The words land in a place my conditioning cannot reach. A sector of my mind that has no defensive protocols.

“I was trying to maintain the baseline,” I manage, the blood loss making my thoughts fragment.

“The baseline is gone. It burned with the Tower.” He moves to the next point of separation, his fingers covered in my blood.

“I spent three weeks in that chair pretending I wasn’t breaking because I thought breaking meant I was a failure.

I was wrong. Breaking was the only way I could become something else. ”

I have no response. The pain is a high-frequency scream in my nerves, and the blood loss is beginning to dull my analytical centers.

“The scanner,” I whisper. “The priority traffic...”

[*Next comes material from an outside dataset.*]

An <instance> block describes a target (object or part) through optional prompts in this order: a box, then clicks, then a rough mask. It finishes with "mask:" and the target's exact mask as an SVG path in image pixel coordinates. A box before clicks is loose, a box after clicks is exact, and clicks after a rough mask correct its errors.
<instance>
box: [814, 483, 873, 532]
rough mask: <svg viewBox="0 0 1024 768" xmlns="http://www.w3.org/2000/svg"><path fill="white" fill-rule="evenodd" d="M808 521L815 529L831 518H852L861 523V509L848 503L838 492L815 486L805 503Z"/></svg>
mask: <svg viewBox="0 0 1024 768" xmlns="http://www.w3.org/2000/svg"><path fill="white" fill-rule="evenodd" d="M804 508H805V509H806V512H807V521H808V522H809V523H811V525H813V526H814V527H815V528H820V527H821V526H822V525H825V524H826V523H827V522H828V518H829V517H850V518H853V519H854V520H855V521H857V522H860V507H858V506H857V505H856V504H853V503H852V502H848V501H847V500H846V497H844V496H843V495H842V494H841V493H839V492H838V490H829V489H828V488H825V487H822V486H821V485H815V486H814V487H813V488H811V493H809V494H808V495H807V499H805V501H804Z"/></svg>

“It can wait.” He finishes the last stitch and applies a fresh, thick dressing, taping it down with a pressure that makes me gasp. “You’re going to sit here and you’re going to stay warm while I monitor. That isn't a suggestion, Interrogator. It’s an order.”

He stands up, wiping his hands on a damp cloth. He moves to the scanner with a confidence that staggers me. He handles the dials with a familiarity I didn't realize he possessed. He isn't just imitating me; he is executing the task.